Fakat bu düşünce ve uygulamalara karşı belli odaklarda (örneğin
CHP, Eğitim-Sen, Aleviler) ciddi bir muhalefet de gelişti. Nitekim bazı Alevi[11]
vatandaşların zorunlu din dersinin insan hak ve özgürlüklerine aykırı olduğu
iddiasıyla AİHM’de açtıkları çeşitli davalar (ilk dava 2007’de Hasan ve Eylem
Zengin’e aitti) sonucu AKP hükümeti bu mahkeme tarafından mahkûm edildi. Verilen
kararda, tek din ve mezhep anlayışına dayalı zorunlu din dersi müfredatının ve
buna göre yazılan ders kitaplarının çeşitli ve farklı inanç grupları açısından
kabul edilemez olduğu ileri sürülerek din dersi müfredatında diğer inanç
gruplarının din ve mezheplerini anlatan bilgilere de yer verilmesi gerektiğine
hükmedildi. AİHM daha sonraki bir kararında[12]

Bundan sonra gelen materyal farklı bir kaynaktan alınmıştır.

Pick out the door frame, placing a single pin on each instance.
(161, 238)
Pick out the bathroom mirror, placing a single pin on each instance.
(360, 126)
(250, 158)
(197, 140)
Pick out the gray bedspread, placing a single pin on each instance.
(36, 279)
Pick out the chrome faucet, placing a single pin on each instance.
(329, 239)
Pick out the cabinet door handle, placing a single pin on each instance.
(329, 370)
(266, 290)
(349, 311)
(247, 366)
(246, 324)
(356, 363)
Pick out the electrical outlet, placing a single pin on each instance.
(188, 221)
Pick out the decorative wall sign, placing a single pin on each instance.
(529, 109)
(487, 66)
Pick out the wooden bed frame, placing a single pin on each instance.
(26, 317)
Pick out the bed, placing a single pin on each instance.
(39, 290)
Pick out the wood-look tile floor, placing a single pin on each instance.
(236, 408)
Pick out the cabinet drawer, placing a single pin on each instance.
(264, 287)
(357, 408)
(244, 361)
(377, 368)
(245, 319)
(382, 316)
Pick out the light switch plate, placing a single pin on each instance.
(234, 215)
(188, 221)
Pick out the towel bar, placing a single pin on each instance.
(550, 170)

ise, AKP hükümetine zorunlu din dersini kaldırmasını tavsiye etti. AKP
hükümeti, Hasan-Eylem Zengin davasından çıkan karar gereği AİHM’e yanıt olarak
zorunlu din dersi müfredatına Alevilik ile ilgili bir ünite ekledi, ancak
eklenen ünitede verilen bilgilerin Aleviliği doğru ve yeterince geniş
anlatmadığı eleştirisi yapıldı. Mahkemenin bu dersin kaldırılmasını öneren
kararını ise Türkiye hükümeti temyize götürdü. Ne var ki, kararın temyize
götürüldüğü bir üst mercii, temyiz organı olarak görev yapan Büyük Daire,
zorunlu din dersiyle ilgili aldığı kararına ilişkin Türkiye’nin itirazını reddetti.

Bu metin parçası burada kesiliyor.